Perhaps it was appropriate that I was hitting Jonathan Hickman’s 2015 series Secret Wars around this time, seeing as that series was consciously designed as a destruction of the Marvel Universe that Lee and Kirby had fashioned. Watching realities warp and dissolve on the page was like a mocking echo of the way I had reconstructed my own world around this popcorn escapism — how a pastime had become kind of self-definition, masked in the guise of a purposeful mission. Only there was one key difference. Hickman’s story ends with the universe being reborn out of its own ashes, the drumbeat refrain of “everything dies” rising to a triumphant final note of “everything lives.” The comics might feint at an ending to all things, but the flip-side to the illusion of change is that nothing ends forever: it just alters, and turns, and comes again to the point where it started. The comics are forever; it’s just the readers who are finite.

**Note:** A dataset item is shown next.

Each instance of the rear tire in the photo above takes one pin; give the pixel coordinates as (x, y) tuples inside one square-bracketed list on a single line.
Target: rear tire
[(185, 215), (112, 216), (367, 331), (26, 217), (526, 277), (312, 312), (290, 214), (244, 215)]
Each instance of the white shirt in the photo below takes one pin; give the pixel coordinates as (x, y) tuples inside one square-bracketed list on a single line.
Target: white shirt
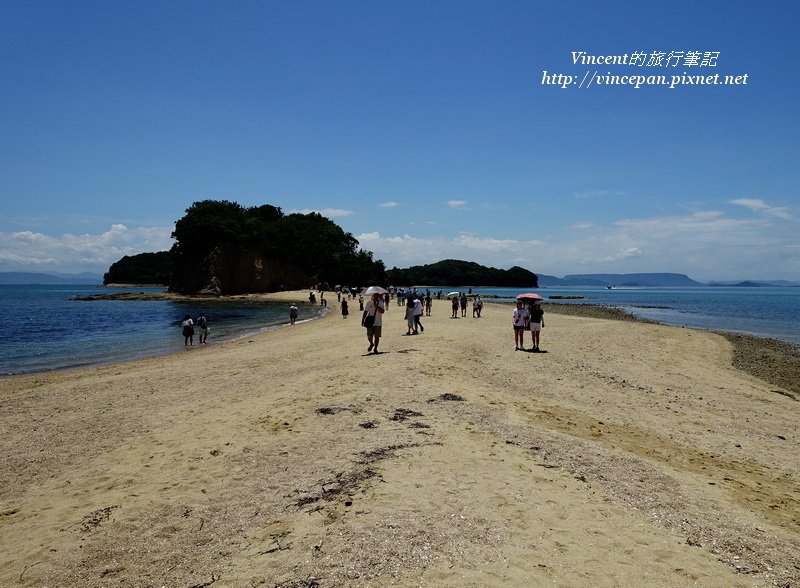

And when my project ended? There was no trumpet fanfare, no certificate of completion. No No-Prize arrived for me in the mail with Smilin’ Stan’s signature affixed to the envelope. That was the irony, really: the only lesson of the comics worth learning. That the only way for a story to conclude is by resetting from the start. That’s the fiction. That’s the escape. The only way to live with the end is to begin again.

This past April, I took a hardcover omnibus collection off the shelf, having plunked down $60 on it two years earlier. It was Fantastic Four volume 1.

Zach Rabiroff edits articles at Comicsxf.com.